Les années 1920 et 1930 voient en effet l'arrivée en Hongrie d'un nouveau genre théâtral, les « pièces à succès ». Pensées pour un public populaire, elles hésitent entre représentation réaliste et mise en scène des désirs des spectateurs, pour raconter le parcours de personnages volontaires s'efforçant de s'élever au-dessus de leur condition. Elles obtiennent immédiatement un large succès en Hongrie et se diffusent rapidement en Europe. Ce répertoire est ensuite importé à Broadway, avant d'être massivement acheté par les studios hollywoodiens. Leur adaptation à l'écran est le fruit d'un travail minutieux d'interprétation et d'appropriation. Loin de les envisager comme de simples réservoirs de trames ou de contenus narratifs, les adaptateurs s'emparent des spécificités de ces pièces, et notamment de l'ambivalence de leur rapport au réel.

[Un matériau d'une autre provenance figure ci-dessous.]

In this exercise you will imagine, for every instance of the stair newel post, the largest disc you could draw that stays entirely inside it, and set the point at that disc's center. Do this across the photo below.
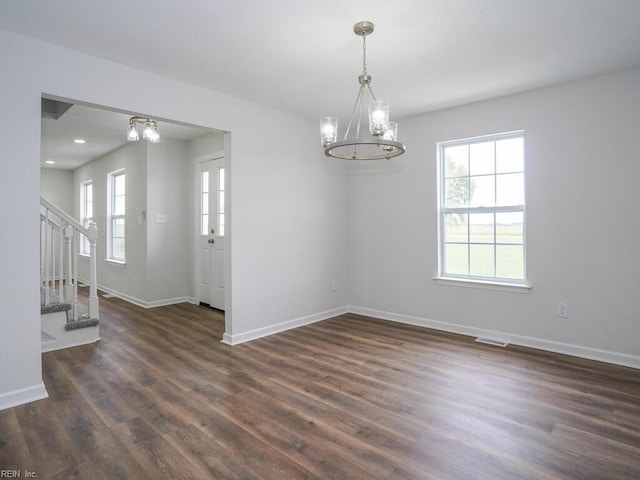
(92, 236)
(60, 262)
(46, 261)
(43, 282)
(68, 286)
(76, 239)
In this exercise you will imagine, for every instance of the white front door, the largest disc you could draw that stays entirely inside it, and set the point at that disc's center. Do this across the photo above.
(211, 241)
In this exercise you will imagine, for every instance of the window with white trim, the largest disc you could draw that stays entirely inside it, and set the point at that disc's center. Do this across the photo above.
(481, 206)
(116, 202)
(86, 212)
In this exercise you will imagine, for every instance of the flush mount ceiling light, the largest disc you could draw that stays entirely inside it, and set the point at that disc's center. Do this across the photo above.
(381, 140)
(149, 133)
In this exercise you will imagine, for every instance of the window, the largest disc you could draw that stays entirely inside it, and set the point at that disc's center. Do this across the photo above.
(220, 191)
(116, 189)
(86, 212)
(204, 203)
(206, 198)
(482, 209)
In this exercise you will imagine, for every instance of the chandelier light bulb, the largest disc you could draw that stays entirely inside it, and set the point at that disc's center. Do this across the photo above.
(328, 130)
(149, 132)
(378, 117)
(132, 133)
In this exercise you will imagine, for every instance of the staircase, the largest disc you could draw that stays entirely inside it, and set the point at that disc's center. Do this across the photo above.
(66, 322)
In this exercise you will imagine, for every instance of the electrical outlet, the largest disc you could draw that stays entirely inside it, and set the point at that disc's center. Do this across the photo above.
(562, 311)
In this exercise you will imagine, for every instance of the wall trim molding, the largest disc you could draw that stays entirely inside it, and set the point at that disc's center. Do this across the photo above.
(238, 338)
(523, 341)
(22, 396)
(143, 303)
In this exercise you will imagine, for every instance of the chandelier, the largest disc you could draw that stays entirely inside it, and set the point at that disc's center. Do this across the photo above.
(381, 140)
(149, 132)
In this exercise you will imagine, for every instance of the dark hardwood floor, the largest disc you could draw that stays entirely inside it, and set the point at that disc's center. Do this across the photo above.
(348, 398)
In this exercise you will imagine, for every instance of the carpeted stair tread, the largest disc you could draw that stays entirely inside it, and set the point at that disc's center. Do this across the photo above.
(55, 307)
(82, 323)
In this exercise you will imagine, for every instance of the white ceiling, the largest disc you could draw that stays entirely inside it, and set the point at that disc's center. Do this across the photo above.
(103, 130)
(302, 56)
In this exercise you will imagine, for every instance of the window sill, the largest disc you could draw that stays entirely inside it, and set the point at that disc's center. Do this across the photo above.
(115, 262)
(487, 285)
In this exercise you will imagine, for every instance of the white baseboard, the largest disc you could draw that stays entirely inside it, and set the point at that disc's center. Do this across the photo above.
(238, 338)
(22, 396)
(531, 342)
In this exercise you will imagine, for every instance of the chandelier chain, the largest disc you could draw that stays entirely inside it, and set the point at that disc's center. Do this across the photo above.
(364, 55)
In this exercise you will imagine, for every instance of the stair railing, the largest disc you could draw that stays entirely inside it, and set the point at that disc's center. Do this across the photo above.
(60, 236)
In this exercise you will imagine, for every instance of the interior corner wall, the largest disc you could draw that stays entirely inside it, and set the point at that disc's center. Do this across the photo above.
(168, 234)
(56, 186)
(582, 237)
(20, 362)
(286, 231)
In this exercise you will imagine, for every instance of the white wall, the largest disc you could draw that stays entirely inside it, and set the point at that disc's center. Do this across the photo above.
(57, 186)
(167, 251)
(287, 203)
(582, 162)
(129, 279)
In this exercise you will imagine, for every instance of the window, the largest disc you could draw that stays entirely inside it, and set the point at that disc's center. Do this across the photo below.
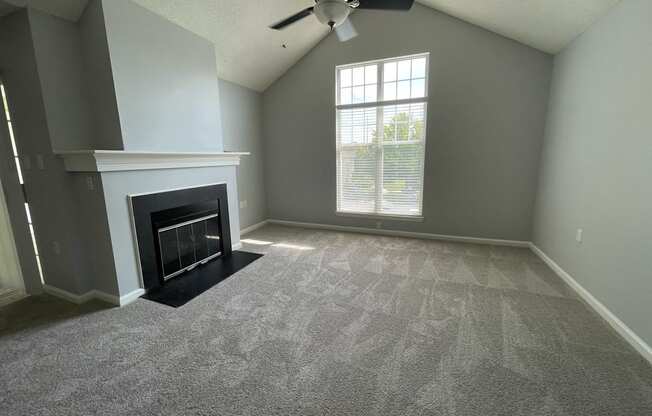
(381, 136)
(19, 172)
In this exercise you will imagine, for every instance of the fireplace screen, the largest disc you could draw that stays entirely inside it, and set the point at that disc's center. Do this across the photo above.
(185, 245)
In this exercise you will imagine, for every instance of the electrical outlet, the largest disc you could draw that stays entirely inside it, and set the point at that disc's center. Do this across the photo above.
(40, 162)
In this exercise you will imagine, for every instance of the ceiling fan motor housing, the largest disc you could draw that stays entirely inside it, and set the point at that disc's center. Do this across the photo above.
(332, 12)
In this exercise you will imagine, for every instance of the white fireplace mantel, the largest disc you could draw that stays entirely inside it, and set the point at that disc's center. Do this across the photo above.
(122, 160)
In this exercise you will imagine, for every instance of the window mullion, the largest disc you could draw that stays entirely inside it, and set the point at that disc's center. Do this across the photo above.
(380, 137)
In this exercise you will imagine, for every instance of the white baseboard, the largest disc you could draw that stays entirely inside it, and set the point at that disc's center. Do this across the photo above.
(11, 297)
(409, 234)
(94, 294)
(65, 295)
(630, 336)
(253, 227)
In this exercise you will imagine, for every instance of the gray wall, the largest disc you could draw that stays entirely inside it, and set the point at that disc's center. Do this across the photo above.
(58, 51)
(18, 71)
(486, 116)
(98, 79)
(26, 65)
(165, 81)
(596, 170)
(242, 119)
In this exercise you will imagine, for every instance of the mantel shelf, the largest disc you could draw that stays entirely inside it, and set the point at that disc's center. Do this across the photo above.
(122, 160)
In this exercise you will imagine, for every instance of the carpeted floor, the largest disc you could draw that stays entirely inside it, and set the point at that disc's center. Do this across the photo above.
(332, 323)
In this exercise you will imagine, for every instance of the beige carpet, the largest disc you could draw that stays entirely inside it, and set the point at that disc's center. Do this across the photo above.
(332, 323)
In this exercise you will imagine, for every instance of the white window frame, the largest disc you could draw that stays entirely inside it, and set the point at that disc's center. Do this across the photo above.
(380, 104)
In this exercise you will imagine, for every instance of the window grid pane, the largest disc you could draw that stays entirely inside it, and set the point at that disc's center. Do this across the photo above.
(381, 149)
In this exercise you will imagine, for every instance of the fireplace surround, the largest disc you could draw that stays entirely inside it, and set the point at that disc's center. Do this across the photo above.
(179, 230)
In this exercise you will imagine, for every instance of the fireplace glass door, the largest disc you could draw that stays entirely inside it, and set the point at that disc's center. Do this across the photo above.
(185, 245)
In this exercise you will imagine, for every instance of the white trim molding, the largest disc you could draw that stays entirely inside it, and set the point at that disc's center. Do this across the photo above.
(121, 160)
(65, 295)
(619, 326)
(94, 294)
(253, 227)
(409, 234)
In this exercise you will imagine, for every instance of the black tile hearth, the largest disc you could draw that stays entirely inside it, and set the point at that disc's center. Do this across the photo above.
(179, 291)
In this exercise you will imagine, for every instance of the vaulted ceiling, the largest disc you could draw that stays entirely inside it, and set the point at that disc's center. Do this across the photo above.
(250, 54)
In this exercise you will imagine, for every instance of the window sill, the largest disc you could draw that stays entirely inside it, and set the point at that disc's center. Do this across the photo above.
(410, 218)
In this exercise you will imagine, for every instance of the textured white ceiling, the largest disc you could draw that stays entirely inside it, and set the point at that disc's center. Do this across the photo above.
(547, 25)
(250, 54)
(6, 8)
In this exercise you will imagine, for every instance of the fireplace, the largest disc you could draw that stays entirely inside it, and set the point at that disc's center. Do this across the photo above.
(180, 230)
(184, 242)
(187, 237)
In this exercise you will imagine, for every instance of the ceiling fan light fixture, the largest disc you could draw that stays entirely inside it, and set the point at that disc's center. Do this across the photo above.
(332, 12)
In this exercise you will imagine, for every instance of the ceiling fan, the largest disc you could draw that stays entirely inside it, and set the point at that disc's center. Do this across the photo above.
(335, 13)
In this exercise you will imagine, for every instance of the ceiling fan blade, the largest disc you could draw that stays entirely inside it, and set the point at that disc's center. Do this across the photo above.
(295, 17)
(346, 31)
(385, 4)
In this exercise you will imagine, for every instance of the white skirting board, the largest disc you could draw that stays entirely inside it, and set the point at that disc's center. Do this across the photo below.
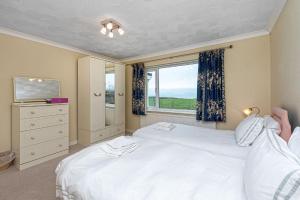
(152, 118)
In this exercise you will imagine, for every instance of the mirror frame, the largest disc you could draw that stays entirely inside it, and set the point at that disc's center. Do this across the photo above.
(33, 100)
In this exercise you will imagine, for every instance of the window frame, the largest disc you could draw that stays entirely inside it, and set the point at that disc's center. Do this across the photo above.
(156, 108)
(110, 71)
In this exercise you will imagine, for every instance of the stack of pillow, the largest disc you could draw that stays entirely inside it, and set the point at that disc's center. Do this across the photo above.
(272, 169)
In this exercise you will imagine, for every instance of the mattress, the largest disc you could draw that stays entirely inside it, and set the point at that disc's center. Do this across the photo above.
(156, 170)
(215, 141)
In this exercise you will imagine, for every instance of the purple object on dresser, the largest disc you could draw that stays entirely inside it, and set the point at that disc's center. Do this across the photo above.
(58, 100)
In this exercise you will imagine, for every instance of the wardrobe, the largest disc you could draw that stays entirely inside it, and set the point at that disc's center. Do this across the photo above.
(101, 100)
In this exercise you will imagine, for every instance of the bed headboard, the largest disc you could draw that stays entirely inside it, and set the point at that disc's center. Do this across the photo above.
(281, 116)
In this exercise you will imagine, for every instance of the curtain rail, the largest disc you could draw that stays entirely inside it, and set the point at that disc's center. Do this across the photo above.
(187, 54)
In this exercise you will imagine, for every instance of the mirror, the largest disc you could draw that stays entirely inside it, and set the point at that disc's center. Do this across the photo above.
(35, 89)
(109, 94)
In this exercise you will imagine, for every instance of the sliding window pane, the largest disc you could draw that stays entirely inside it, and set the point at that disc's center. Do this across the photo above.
(151, 88)
(178, 87)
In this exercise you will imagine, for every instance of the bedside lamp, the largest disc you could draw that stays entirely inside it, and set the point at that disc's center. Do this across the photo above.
(249, 111)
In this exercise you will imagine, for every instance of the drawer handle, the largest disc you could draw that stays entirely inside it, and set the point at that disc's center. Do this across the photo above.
(97, 94)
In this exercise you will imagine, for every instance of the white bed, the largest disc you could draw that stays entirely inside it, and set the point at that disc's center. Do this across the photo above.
(216, 141)
(164, 166)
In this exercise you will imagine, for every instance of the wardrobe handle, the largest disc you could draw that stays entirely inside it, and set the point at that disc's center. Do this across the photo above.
(97, 94)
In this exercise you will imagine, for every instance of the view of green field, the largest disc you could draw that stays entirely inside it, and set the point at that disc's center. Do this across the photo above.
(174, 103)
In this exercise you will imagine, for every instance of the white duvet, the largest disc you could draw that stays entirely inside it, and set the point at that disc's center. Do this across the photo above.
(216, 141)
(156, 170)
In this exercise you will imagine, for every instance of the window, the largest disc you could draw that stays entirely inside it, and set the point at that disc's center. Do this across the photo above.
(110, 88)
(172, 87)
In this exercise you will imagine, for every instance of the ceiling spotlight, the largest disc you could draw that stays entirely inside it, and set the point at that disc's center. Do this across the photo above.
(109, 25)
(103, 30)
(121, 31)
(110, 34)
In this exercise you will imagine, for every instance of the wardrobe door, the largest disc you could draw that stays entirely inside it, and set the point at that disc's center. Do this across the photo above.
(120, 94)
(97, 92)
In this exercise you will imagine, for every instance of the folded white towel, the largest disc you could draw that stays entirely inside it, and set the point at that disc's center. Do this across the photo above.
(119, 146)
(164, 126)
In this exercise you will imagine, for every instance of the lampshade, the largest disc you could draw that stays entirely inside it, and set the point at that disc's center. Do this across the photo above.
(249, 111)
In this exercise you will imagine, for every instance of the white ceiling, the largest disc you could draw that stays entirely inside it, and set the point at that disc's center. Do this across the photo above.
(150, 25)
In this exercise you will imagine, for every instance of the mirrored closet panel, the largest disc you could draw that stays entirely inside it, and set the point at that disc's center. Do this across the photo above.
(101, 100)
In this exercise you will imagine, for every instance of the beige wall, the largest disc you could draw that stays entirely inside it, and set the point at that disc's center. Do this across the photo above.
(285, 61)
(27, 58)
(247, 79)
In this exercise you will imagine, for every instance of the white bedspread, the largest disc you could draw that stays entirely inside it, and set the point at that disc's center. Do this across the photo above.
(216, 141)
(154, 171)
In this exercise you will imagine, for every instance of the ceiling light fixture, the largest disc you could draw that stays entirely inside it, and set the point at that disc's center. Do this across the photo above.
(109, 26)
(121, 31)
(110, 34)
(103, 30)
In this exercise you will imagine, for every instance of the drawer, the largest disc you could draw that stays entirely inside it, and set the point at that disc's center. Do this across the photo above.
(37, 136)
(99, 135)
(42, 122)
(42, 111)
(34, 152)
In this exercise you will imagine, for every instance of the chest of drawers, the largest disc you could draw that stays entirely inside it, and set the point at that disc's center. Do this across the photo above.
(40, 132)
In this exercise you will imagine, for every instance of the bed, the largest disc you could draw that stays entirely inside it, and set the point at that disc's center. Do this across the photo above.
(185, 163)
(215, 141)
(164, 166)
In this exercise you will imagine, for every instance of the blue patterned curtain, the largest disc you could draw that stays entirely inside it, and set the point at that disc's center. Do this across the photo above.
(138, 89)
(211, 87)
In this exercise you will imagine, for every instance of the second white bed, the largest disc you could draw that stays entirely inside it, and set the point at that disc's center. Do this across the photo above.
(215, 141)
(155, 170)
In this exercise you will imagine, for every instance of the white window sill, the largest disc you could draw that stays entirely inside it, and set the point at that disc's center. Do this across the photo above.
(110, 105)
(171, 111)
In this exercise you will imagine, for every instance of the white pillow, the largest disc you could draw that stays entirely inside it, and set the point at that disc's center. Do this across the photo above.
(272, 172)
(248, 130)
(294, 142)
(271, 123)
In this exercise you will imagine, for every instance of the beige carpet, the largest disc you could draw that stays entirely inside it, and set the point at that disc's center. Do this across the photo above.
(35, 183)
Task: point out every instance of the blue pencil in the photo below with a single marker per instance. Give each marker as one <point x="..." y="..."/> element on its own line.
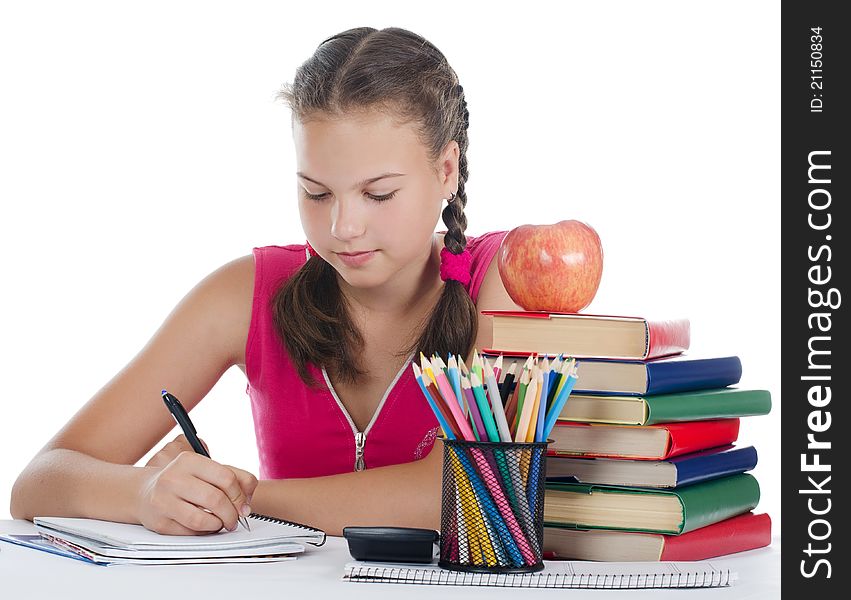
<point x="542" y="405"/>
<point x="558" y="403"/>
<point x="447" y="431"/>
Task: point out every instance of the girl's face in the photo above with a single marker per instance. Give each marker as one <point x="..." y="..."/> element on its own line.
<point x="365" y="184"/>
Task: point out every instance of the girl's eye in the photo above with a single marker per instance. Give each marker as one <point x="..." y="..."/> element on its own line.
<point x="314" y="196"/>
<point x="384" y="198"/>
<point x="319" y="197"/>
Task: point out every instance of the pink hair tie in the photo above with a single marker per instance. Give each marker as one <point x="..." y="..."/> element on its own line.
<point x="455" y="266"/>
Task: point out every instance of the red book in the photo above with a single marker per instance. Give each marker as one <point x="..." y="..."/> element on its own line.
<point x="643" y="442"/>
<point x="737" y="534"/>
<point x="587" y="335"/>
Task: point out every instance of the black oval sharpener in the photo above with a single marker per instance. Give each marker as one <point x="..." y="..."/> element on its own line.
<point x="391" y="544"/>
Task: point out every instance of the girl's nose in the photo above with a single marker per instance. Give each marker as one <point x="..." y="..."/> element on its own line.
<point x="348" y="219"/>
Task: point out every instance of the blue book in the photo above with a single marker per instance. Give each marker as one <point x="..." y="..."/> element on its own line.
<point x="675" y="472"/>
<point x="681" y="373"/>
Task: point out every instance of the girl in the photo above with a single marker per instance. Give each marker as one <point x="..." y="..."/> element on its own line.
<point x="325" y="331"/>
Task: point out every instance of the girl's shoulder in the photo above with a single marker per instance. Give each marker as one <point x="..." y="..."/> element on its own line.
<point x="273" y="264"/>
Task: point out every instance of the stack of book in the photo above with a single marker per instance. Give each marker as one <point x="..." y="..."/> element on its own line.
<point x="643" y="464"/>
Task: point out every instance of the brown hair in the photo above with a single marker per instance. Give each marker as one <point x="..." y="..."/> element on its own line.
<point x="399" y="73"/>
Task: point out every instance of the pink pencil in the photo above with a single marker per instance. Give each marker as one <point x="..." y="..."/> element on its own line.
<point x="452" y="402"/>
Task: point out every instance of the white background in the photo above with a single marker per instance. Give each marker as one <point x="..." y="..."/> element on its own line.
<point x="140" y="149"/>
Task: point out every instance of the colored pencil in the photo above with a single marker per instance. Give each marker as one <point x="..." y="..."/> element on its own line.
<point x="455" y="377"/>
<point x="559" y="402"/>
<point x="454" y="407"/>
<point x="479" y="426"/>
<point x="528" y="401"/>
<point x="484" y="408"/>
<point x="496" y="403"/>
<point x="444" y="419"/>
<point x="497" y="367"/>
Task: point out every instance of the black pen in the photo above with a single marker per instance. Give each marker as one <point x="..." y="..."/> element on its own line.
<point x="182" y="417"/>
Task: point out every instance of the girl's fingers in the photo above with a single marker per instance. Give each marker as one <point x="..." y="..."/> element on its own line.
<point x="194" y="519"/>
<point x="247" y="482"/>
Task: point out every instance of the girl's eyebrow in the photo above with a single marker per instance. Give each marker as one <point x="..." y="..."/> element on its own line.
<point x="361" y="184"/>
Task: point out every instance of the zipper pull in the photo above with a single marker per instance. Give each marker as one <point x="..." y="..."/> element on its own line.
<point x="360" y="442"/>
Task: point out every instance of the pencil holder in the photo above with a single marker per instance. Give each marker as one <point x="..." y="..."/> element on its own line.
<point x="492" y="506"/>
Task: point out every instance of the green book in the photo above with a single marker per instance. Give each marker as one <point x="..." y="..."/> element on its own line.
<point x="674" y="511"/>
<point x="700" y="405"/>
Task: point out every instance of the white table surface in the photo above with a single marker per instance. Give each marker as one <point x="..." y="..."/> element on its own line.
<point x="317" y="574"/>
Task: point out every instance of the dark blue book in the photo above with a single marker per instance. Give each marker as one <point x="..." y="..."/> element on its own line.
<point x="680" y="471"/>
<point x="681" y="373"/>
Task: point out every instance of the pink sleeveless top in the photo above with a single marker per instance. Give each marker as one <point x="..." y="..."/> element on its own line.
<point x="308" y="433"/>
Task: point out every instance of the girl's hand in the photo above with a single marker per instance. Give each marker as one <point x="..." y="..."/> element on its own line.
<point x="192" y="494"/>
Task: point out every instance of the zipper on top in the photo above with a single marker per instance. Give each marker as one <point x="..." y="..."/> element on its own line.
<point x="360" y="436"/>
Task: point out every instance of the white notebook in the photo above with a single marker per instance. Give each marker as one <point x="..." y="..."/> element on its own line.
<point x="268" y="536"/>
<point x="556" y="574"/>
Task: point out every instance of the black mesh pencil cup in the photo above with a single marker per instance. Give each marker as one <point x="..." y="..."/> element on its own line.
<point x="492" y="507"/>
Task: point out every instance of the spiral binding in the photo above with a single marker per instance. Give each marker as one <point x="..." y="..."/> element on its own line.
<point x="270" y="519"/>
<point x="714" y="578"/>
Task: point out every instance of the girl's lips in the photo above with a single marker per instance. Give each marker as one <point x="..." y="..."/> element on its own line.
<point x="356" y="260"/>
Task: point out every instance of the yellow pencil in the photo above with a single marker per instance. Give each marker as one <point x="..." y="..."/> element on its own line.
<point x="533" y="421"/>
<point x="425" y="367"/>
<point x="528" y="402"/>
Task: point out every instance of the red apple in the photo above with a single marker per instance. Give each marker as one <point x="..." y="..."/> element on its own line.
<point x="555" y="268"/>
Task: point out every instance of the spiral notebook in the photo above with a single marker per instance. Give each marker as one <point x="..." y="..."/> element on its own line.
<point x="556" y="574"/>
<point x="109" y="542"/>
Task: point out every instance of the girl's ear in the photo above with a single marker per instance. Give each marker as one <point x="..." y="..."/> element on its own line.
<point x="448" y="166"/>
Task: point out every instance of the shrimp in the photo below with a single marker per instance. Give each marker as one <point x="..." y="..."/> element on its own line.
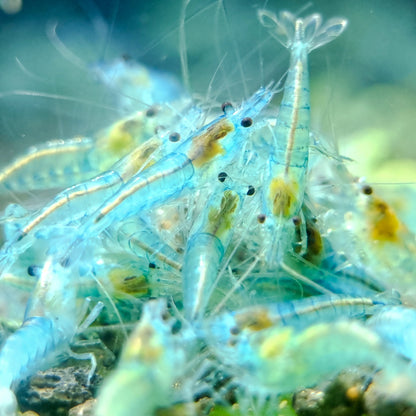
<point x="280" y="360"/>
<point x="367" y="234"/>
<point x="297" y="314"/>
<point x="152" y="357"/>
<point x="215" y="143"/>
<point x="62" y="163"/>
<point x="288" y="161"/>
<point x="51" y="321"/>
<point x="204" y="252"/>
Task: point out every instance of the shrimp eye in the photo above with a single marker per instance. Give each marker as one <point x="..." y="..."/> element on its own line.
<point x="247" y="122"/>
<point x="251" y="190"/>
<point x="296" y="221"/>
<point x="222" y="176"/>
<point x="227" y="107"/>
<point x="261" y="218"/>
<point x="151" y="112"/>
<point x="367" y="190"/>
<point x="33" y="270"/>
<point x="174" y="137"/>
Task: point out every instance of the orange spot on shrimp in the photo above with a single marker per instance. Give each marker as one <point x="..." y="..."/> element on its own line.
<point x="205" y="146"/>
<point x="384" y="226"/>
<point x="283" y="196"/>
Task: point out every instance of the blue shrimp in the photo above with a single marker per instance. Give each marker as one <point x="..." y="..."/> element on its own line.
<point x="218" y="141"/>
<point x="204" y="251"/>
<point x="62" y="163"/>
<point x="152" y="361"/>
<point x="367" y="234"/>
<point x="289" y="154"/>
<point x="280" y="360"/>
<point x="50" y="323"/>
<point x="297" y="314"/>
<point x="50" y="165"/>
<point x="137" y="85"/>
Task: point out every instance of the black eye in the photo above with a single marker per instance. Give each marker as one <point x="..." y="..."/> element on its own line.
<point x="261" y="218"/>
<point x="33" y="270"/>
<point x="227" y="107"/>
<point x="246" y="122"/>
<point x="251" y="190"/>
<point x="222" y="176"/>
<point x="367" y="190"/>
<point x="174" y="137"/>
<point x="151" y="112"/>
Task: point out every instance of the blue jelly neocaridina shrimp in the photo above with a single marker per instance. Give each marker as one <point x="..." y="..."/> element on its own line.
<point x="288" y="160"/>
<point x="152" y="361"/>
<point x="51" y="321"/>
<point x="205" y="249"/>
<point x="216" y="143"/>
<point x="275" y="349"/>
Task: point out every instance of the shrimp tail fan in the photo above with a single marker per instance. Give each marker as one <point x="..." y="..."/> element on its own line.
<point x="291" y="31"/>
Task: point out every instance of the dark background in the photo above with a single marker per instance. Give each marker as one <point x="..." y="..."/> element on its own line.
<point x="364" y="80"/>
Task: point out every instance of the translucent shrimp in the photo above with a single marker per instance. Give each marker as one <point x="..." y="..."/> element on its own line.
<point x="50" y="165"/>
<point x="279" y="360"/>
<point x="62" y="163"/>
<point x="136" y="85"/>
<point x="51" y="321"/>
<point x="152" y="361"/>
<point x="297" y="314"/>
<point x="205" y="250"/>
<point x="216" y="143"/>
<point x="289" y="154"/>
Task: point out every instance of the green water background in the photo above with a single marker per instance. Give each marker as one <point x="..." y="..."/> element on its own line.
<point x="363" y="84"/>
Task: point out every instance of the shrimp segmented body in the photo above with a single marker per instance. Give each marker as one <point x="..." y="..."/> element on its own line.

Entre mises en scène, mystifications et prolifération des récits, c'est avant tout la force créatrice de la fiction qui se trouve réaffirmée dans ces comédies hollywoodiennes. Animés d'une vitalité hors du commun, les personnages s'y séduisent par leur capacité à inventer un monde qui se plie à leurs désirs. L'environnement qui se déploie dans ces films assume et thématise son artificialité : instable, en recomposition permanente, il se soumet aux comédies des personnages qui l'habitent. Ceux-ci imposent leurs visions, leurs exigences et leurs envies, et réinventent le monde comme ils se réinventent eux-mêmes.